Indian Robin

Indian Robin  Saxicoloides  fulicatus


  • Saxicoloides : Latin word  saxumrock; alauda
  • Fulicatus : Latin word for coot

Vernacular Names:  Hindi: Kalchuri, Sans: Kal-pushtadakshinchatka, Pun: Pidda, Ben: Kalchuri, Bhil: Dachko, Guj: Deoli, Kali deva, Devaya kali, Mar: Kaldumnat, Chirak, Kalokhi, Ta: Kari-kuruvi, Kaddukari-kuruvi, Vannati-kuruvi, Te: Nalanchi, Mal: Kalmannati, Kan: Robin, Sinh: Kalu-polkichcha

Distribution in India: Widespread resident in India.

Description: Size of 16 cm, wt. of 17–20 g. The male of nominate race is glossy black above and below, with white shoulder patch and chestnut vent. It has a long black tail typically cocked; black bill and legs. The female is brownish-grey above with browner ear-coverts, dark grey below and has a chestnut vent.  The juvenile is like female but darker, throat lightly mottled buff-white. The race cambaiensis male is mid-brown above, female paler than nominate. The race erythrurus is dark brown above.The race intermedius is very dark brown above. The race leucopterus is larger and shorter-tailed, female darker.

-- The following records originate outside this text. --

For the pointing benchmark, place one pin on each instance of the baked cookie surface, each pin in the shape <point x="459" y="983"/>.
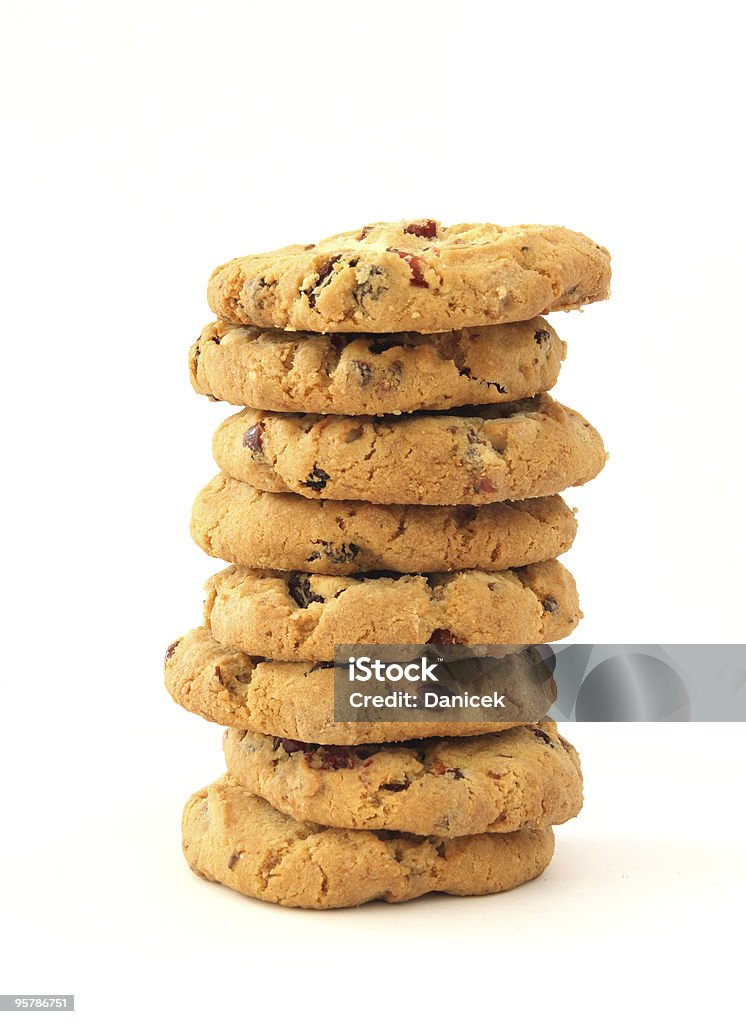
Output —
<point x="295" y="699"/>
<point x="299" y="616"/>
<point x="359" y="374"/>
<point x="478" y="456"/>
<point x="232" y="520"/>
<point x="243" y="842"/>
<point x="528" y="777"/>
<point x="417" y="275"/>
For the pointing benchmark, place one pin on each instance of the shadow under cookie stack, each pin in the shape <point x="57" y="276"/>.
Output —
<point x="392" y="478"/>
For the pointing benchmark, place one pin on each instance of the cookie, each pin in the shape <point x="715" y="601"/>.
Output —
<point x="295" y="699"/>
<point x="413" y="276"/>
<point x="243" y="842"/>
<point x="299" y="616"/>
<point x="236" y="522"/>
<point x="489" y="454"/>
<point x="358" y="374"/>
<point x="528" y="777"/>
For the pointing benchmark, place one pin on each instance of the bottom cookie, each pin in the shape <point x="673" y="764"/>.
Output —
<point x="240" y="841"/>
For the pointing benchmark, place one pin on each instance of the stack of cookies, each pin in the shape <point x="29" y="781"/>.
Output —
<point x="392" y="477"/>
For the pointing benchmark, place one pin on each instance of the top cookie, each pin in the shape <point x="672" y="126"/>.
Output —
<point x="413" y="275"/>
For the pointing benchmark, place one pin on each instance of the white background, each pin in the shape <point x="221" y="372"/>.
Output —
<point x="145" y="143"/>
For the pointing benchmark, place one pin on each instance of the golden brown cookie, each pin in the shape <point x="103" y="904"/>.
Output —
<point x="295" y="699"/>
<point x="243" y="842"/>
<point x="528" y="777"/>
<point x="417" y="275"/>
<point x="489" y="454"/>
<point x="359" y="374"/>
<point x="299" y="616"/>
<point x="234" y="521"/>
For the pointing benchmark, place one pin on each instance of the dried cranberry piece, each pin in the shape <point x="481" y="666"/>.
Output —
<point x="253" y="438"/>
<point x="316" y="479"/>
<point x="438" y="768"/>
<point x="484" y="486"/>
<point x="443" y="636"/>
<point x="363" y="371"/>
<point x="299" y="587"/>
<point x="423" y="228"/>
<point x="323" y="273"/>
<point x="415" y="265"/>
<point x="334" y="758"/>
<point x="340" y="554"/>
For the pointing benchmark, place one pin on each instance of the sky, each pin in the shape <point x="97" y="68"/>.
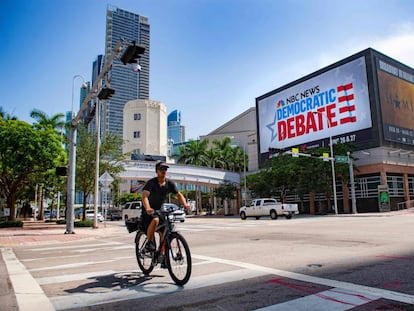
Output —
<point x="210" y="59"/>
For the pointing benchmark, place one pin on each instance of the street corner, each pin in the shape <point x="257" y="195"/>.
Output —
<point x="10" y="238"/>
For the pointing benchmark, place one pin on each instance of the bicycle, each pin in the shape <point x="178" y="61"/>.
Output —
<point x="172" y="250"/>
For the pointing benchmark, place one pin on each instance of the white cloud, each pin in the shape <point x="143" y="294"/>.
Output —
<point x="398" y="44"/>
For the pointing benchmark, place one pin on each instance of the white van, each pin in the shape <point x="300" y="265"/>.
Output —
<point x="131" y="209"/>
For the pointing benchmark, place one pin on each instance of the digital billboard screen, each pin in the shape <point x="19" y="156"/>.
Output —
<point x="396" y="92"/>
<point x="333" y="103"/>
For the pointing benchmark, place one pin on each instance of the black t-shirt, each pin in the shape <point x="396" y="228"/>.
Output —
<point x="158" y="193"/>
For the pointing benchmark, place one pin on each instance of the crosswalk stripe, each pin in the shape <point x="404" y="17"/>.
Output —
<point x="334" y="299"/>
<point x="365" y="290"/>
<point x="151" y="289"/>
<point x="27" y="291"/>
<point x="77" y="246"/>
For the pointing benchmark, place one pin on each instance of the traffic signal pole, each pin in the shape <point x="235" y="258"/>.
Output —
<point x="129" y="56"/>
<point x="73" y="135"/>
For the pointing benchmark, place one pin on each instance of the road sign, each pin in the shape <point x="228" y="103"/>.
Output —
<point x="106" y="179"/>
<point x="341" y="159"/>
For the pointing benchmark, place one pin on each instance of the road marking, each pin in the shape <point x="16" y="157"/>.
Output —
<point x="79" y="264"/>
<point x="72" y="277"/>
<point x="351" y="287"/>
<point x="150" y="289"/>
<point x="333" y="299"/>
<point x="27" y="291"/>
<point x="77" y="246"/>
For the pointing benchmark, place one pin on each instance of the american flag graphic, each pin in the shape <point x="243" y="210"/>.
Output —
<point x="346" y="103"/>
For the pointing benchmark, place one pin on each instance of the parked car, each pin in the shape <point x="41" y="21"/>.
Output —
<point x="268" y="207"/>
<point x="179" y="212"/>
<point x="114" y="215"/>
<point x="91" y="214"/>
<point x="131" y="209"/>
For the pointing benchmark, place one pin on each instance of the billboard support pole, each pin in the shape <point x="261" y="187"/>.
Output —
<point x="352" y="182"/>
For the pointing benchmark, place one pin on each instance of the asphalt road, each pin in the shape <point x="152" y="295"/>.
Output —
<point x="346" y="262"/>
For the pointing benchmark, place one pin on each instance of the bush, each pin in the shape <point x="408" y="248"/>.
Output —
<point x="84" y="223"/>
<point x="11" y="223"/>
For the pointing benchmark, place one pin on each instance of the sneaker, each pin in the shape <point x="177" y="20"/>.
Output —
<point x="150" y="247"/>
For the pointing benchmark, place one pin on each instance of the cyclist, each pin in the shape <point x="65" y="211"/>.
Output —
<point x="154" y="194"/>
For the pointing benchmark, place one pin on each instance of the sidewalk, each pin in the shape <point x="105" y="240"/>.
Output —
<point x="19" y="236"/>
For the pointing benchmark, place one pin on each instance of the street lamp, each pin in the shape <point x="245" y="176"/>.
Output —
<point x="332" y="159"/>
<point x="245" y="178"/>
<point x="71" y="167"/>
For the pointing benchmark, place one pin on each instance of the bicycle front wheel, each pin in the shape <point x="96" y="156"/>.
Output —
<point x="178" y="259"/>
<point x="144" y="258"/>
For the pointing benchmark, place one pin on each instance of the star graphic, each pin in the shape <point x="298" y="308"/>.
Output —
<point x="272" y="128"/>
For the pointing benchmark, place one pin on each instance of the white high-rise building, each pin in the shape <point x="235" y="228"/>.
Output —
<point x="145" y="129"/>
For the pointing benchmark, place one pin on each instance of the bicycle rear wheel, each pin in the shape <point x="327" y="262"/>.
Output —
<point x="145" y="259"/>
<point x="178" y="259"/>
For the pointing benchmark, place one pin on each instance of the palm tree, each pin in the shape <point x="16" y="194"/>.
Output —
<point x="6" y="116"/>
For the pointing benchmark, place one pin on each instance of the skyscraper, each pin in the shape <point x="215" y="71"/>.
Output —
<point x="175" y="130"/>
<point x="129" y="84"/>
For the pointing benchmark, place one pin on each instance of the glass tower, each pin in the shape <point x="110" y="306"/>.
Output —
<point x="129" y="84"/>
<point x="175" y="130"/>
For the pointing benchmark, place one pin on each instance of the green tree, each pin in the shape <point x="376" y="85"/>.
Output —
<point x="6" y="116"/>
<point x="26" y="154"/>
<point x="110" y="160"/>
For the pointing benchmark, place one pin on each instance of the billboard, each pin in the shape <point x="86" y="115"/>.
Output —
<point x="396" y="93"/>
<point x="332" y="103"/>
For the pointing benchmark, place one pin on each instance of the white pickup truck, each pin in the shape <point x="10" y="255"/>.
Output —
<point x="268" y="207"/>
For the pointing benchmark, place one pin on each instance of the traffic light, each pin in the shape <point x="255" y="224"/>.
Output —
<point x="62" y="171"/>
<point x="106" y="93"/>
<point x="132" y="53"/>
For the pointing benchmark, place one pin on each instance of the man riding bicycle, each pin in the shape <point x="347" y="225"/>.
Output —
<point x="154" y="194"/>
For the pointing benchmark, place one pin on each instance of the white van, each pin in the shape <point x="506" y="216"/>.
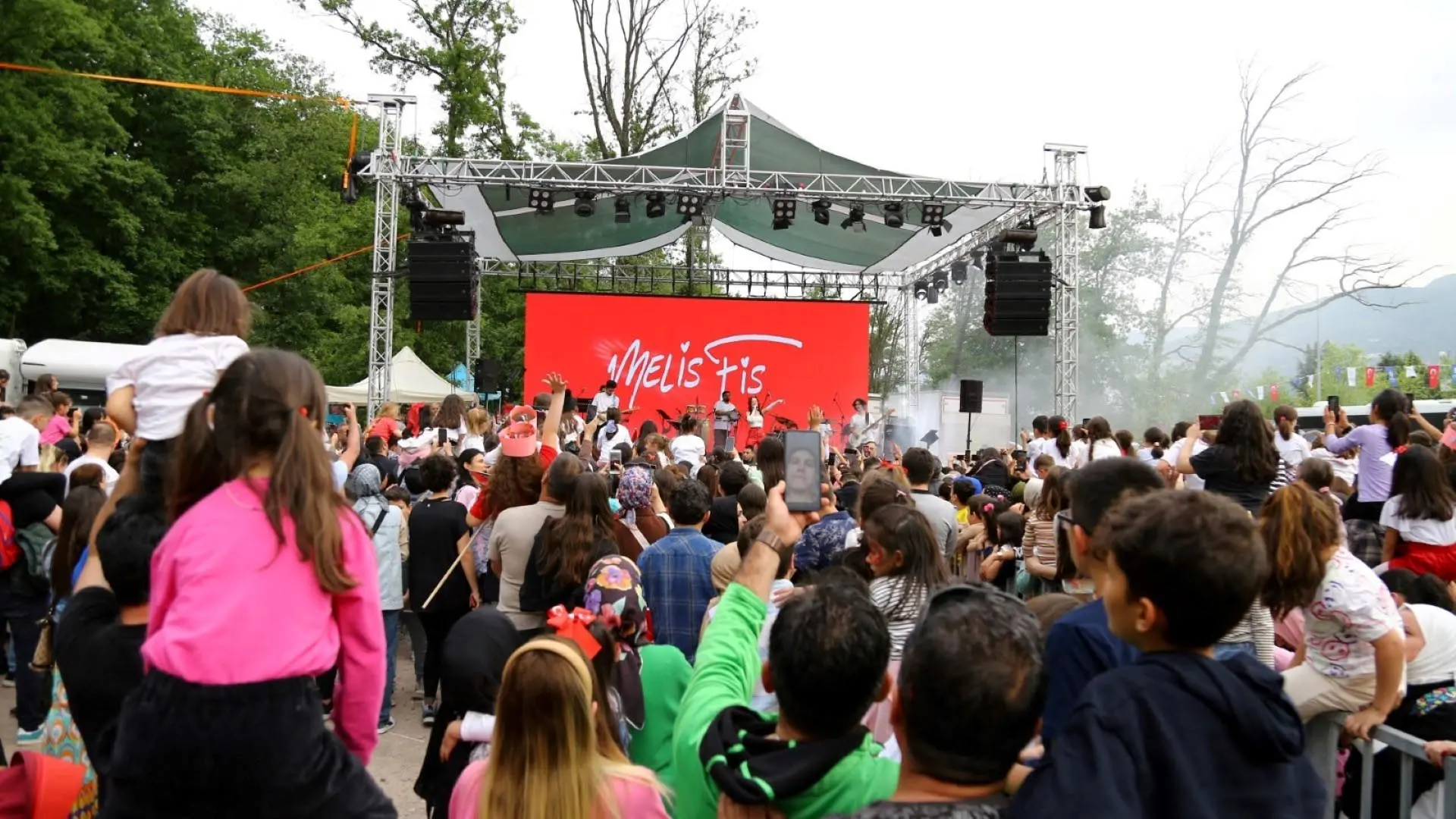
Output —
<point x="80" y="368"/>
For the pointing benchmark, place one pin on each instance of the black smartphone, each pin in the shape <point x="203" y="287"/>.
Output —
<point x="802" y="458"/>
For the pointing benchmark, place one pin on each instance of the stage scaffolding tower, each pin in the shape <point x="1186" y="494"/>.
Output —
<point x="384" y="168"/>
<point x="1037" y="205"/>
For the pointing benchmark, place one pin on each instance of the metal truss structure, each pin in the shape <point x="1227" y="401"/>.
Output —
<point x="733" y="177"/>
<point x="696" y="280"/>
<point x="386" y="229"/>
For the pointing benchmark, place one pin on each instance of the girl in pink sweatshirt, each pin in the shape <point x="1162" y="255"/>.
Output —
<point x="265" y="579"/>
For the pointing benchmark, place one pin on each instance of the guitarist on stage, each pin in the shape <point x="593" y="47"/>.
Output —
<point x="726" y="417"/>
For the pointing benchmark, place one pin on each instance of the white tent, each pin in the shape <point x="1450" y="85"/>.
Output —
<point x="410" y="382"/>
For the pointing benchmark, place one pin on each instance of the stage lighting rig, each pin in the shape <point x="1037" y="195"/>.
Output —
<point x="584" y="206"/>
<point x="894" y="215"/>
<point x="959" y="271"/>
<point x="691" y="206"/>
<point x="821" y="209"/>
<point x="783" y="212"/>
<point x="542" y="200"/>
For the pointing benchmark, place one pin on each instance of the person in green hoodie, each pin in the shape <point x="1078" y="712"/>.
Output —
<point x="827" y="657"/>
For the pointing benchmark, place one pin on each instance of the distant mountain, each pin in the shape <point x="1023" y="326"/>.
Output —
<point x="1426" y="324"/>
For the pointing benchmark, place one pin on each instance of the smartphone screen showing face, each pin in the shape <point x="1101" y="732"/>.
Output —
<point x="801" y="458"/>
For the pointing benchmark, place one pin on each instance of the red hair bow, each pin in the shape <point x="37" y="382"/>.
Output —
<point x="573" y="626"/>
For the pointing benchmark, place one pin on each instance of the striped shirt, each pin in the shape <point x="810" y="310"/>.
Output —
<point x="902" y="607"/>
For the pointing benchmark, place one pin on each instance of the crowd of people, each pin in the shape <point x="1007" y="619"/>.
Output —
<point x="207" y="583"/>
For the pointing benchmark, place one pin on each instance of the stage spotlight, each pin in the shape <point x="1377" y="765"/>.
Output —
<point x="783" y="212"/>
<point x="691" y="206"/>
<point x="443" y="218"/>
<point x="542" y="200"/>
<point x="584" y="205"/>
<point x="894" y="215"/>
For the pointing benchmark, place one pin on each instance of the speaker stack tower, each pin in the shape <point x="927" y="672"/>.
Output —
<point x="443" y="280"/>
<point x="1018" y="295"/>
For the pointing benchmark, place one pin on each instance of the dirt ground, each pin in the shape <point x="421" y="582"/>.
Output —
<point x="395" y="764"/>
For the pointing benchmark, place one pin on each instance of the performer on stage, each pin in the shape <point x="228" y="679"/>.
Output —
<point x="861" y="428"/>
<point x="726" y="417"/>
<point x="756" y="420"/>
<point x="604" y="400"/>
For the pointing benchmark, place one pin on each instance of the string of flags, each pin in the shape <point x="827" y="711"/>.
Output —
<point x="1350" y="376"/>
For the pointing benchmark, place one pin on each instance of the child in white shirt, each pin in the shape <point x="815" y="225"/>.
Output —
<point x="200" y="334"/>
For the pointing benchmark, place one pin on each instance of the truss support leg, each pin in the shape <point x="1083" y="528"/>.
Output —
<point x="472" y="334"/>
<point x="386" y="171"/>
<point x="1068" y="270"/>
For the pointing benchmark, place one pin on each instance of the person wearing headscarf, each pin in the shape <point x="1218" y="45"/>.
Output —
<point x="383" y="522"/>
<point x="472" y="667"/>
<point x="650" y="679"/>
<point x="641" y="522"/>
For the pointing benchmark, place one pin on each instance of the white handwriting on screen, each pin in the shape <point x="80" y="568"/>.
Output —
<point x="638" y="368"/>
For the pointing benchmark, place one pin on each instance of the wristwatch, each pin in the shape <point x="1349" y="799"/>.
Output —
<point x="770" y="539"/>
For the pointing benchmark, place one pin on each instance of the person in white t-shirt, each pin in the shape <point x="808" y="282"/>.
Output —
<point x="199" y="337"/>
<point x="1059" y="442"/>
<point x="1421" y="513"/>
<point x="1175" y="450"/>
<point x="606" y="398"/>
<point x="1292" y="447"/>
<point x="101" y="442"/>
<point x="688" y="445"/>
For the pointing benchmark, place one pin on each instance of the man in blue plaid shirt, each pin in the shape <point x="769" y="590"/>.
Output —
<point x="677" y="570"/>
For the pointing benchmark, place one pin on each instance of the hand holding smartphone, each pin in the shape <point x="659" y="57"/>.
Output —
<point x="802" y="469"/>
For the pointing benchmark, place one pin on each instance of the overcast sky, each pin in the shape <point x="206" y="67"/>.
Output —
<point x="971" y="91"/>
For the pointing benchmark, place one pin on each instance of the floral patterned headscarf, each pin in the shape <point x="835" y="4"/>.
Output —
<point x="617" y="583"/>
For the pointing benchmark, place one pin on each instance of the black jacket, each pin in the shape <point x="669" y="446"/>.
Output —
<point x="1178" y="736"/>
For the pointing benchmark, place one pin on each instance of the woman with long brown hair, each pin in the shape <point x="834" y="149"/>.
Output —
<point x="1353" y="656"/>
<point x="228" y="719"/>
<point x="545" y="758"/>
<point x="568" y="545"/>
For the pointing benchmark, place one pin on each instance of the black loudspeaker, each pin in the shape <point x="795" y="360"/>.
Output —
<point x="487" y="375"/>
<point x="443" y="281"/>
<point x="970" y="395"/>
<point x="1018" y="295"/>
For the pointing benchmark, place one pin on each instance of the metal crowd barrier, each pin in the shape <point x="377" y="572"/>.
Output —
<point x="1323" y="746"/>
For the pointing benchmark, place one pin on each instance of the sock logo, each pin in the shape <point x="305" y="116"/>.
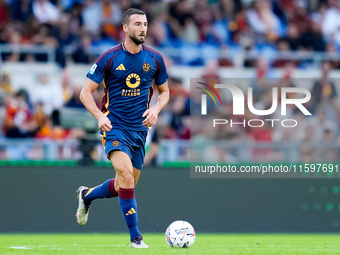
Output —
<point x="131" y="211"/>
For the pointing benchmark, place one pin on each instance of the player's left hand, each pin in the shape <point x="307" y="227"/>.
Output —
<point x="151" y="117"/>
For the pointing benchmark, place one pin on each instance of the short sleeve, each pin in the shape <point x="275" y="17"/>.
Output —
<point x="97" y="71"/>
<point x="161" y="76"/>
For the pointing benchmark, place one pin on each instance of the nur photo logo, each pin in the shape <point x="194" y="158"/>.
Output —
<point x="240" y="100"/>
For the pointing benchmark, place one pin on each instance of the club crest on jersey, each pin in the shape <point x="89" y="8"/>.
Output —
<point x="115" y="143"/>
<point x="93" y="68"/>
<point x="133" y="80"/>
<point x="146" y="67"/>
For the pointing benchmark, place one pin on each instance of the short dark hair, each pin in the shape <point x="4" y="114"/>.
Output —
<point x="127" y="14"/>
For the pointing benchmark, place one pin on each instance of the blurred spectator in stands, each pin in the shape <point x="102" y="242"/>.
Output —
<point x="210" y="74"/>
<point x="5" y="13"/>
<point x="92" y="17"/>
<point x="69" y="4"/>
<point x="284" y="51"/>
<point x="64" y="36"/>
<point x="332" y="55"/>
<point x="45" y="11"/>
<point x="82" y="52"/>
<point x="5" y="84"/>
<point x="264" y="76"/>
<point x="312" y="39"/>
<point x="111" y="18"/>
<point x="180" y="22"/>
<point x="39" y="115"/>
<point x="331" y="22"/>
<point x="178" y="106"/>
<point x="19" y="121"/>
<point x="75" y="102"/>
<point x="229" y="7"/>
<point x="203" y="16"/>
<point x="44" y="36"/>
<point x="323" y="89"/>
<point x="293" y="37"/>
<point x="76" y="19"/>
<point x="157" y="34"/>
<point x="263" y="21"/>
<point x="49" y="94"/>
<point x="21" y="10"/>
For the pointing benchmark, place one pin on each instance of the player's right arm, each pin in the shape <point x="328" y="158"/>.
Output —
<point x="86" y="97"/>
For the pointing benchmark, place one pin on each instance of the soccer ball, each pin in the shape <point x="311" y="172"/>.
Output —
<point x="180" y="234"/>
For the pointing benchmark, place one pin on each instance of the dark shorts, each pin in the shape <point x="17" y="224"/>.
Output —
<point x="128" y="141"/>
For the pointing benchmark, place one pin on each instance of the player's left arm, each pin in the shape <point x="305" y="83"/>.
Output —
<point x="151" y="114"/>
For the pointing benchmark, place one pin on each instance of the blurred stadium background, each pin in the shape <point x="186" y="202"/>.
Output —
<point x="47" y="48"/>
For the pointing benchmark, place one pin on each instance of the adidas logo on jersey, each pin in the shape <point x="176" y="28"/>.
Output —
<point x="121" y="67"/>
<point x="131" y="211"/>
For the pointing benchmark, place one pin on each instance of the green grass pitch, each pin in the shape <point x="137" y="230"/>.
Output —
<point x="205" y="244"/>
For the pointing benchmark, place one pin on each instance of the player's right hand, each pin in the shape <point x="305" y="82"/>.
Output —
<point x="104" y="124"/>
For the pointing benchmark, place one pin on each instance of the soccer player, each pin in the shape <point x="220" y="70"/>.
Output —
<point x="124" y="117"/>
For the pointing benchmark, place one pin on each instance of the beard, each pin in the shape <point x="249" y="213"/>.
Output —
<point x="136" y="40"/>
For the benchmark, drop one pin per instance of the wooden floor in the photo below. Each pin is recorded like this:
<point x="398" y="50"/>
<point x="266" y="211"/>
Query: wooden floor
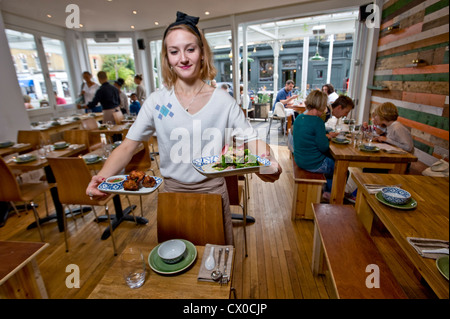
<point x="277" y="266"/>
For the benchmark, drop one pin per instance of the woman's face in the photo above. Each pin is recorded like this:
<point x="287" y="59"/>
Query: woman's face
<point x="183" y="53"/>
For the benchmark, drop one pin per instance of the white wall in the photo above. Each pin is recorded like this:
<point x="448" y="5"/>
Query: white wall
<point x="13" y="115"/>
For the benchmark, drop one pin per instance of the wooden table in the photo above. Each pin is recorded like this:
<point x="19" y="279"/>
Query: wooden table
<point x="15" y="149"/>
<point x="182" y="286"/>
<point x="430" y="219"/>
<point x="347" y="155"/>
<point x="19" y="273"/>
<point x="43" y="163"/>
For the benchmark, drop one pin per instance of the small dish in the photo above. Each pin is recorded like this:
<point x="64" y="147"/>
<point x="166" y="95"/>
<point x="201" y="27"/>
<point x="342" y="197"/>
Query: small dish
<point x="172" y="251"/>
<point x="409" y="205"/>
<point x="395" y="195"/>
<point x="160" y="267"/>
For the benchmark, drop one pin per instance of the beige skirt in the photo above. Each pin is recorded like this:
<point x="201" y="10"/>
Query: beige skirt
<point x="212" y="186"/>
<point x="108" y="115"/>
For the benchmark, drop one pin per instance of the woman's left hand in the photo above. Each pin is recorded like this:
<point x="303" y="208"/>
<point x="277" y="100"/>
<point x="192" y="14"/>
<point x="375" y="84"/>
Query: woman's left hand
<point x="270" y="173"/>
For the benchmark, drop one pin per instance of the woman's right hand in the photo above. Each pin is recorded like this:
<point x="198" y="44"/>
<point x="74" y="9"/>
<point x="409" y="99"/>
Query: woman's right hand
<point x="92" y="190"/>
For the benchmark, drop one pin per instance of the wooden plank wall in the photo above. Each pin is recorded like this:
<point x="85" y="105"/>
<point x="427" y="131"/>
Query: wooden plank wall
<point x="421" y="93"/>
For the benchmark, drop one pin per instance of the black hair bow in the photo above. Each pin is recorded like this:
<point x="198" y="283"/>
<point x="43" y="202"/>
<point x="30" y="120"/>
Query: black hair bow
<point x="183" y="18"/>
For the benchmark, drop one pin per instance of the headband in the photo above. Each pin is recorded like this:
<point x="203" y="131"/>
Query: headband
<point x="183" y="18"/>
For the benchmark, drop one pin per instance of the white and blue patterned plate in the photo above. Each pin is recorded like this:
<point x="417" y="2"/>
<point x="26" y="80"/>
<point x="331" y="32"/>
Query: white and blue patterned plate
<point x="117" y="188"/>
<point x="204" y="166"/>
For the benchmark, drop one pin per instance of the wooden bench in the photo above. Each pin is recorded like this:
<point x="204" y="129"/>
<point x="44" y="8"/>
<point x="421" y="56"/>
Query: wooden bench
<point x="307" y="190"/>
<point x="353" y="261"/>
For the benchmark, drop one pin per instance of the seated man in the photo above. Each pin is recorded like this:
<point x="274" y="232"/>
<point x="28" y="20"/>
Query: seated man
<point x="285" y="97"/>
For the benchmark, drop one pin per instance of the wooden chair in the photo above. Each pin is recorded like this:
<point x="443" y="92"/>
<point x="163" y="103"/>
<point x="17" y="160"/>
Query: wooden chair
<point x="191" y="216"/>
<point x="72" y="177"/>
<point x="118" y="117"/>
<point x="237" y="194"/>
<point x="11" y="191"/>
<point x="80" y="137"/>
<point x="31" y="137"/>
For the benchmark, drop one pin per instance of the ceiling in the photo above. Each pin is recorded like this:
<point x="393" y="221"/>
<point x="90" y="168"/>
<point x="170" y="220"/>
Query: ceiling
<point x="117" y="15"/>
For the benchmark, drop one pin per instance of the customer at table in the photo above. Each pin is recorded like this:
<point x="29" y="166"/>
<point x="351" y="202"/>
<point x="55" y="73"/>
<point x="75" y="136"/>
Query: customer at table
<point x="108" y="96"/>
<point x="285" y="95"/>
<point x="329" y="90"/>
<point x="135" y="106"/>
<point x="140" y="90"/>
<point x="191" y="119"/>
<point x="311" y="145"/>
<point x="398" y="135"/>
<point x="122" y="96"/>
<point x="341" y="107"/>
<point x="88" y="90"/>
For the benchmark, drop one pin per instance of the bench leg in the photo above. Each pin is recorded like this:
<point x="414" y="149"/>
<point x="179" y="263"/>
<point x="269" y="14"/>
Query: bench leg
<point x="317" y="255"/>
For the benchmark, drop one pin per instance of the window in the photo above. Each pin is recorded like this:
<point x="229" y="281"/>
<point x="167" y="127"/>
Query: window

Habitat: It is found in palm groves, bare hillsides, open rocky places, newly burnt clearings, arid stony escarpments, low rocky outcrops, and low open scrub with scattered trees, saltpans and sand dunes, stony scrub around human settlements, gardens, graveyards, deserted buildings, villages and dwellings. It is found from lowlands, to 1600 m.

Food habits:  It eats Insects like termites, ants, beetles, flies, caterpillars, grasshoppers, bees and wasps and their eggs and spiders. It forages largely on ground, darting about with agile hopping gait and moving from spot to spot in short jerky flight, occasionally entering clumps of herbs or thorn bush, sometimes flipping over small stones and leaves with its bill and it does very little aerial sallying. When it is feeding young, the foraging behaviour includes use of wings and tail in attempts to flush insects.

Breeding habits: They breed in Apr–Jun in Pakistan and India, Mar–Sept in Sri Lanka. It lays two broods. The nest is an untidy, fairly small pad of grass, rootlets and rubbish lined with feathers or hair, often adorned with sloughed snakeskin, placed under stone or clod of earth in ploughed field, in hole in old building, earth bank, tree or stump, in old pot or can, between tangled roots, down well-shaft, in old tomb cavity, under roof tiles or on veranda. The nest-site is often reused for additional broods. They lay a clutch of 2-4 eggs. The incubation period is 11–13 days.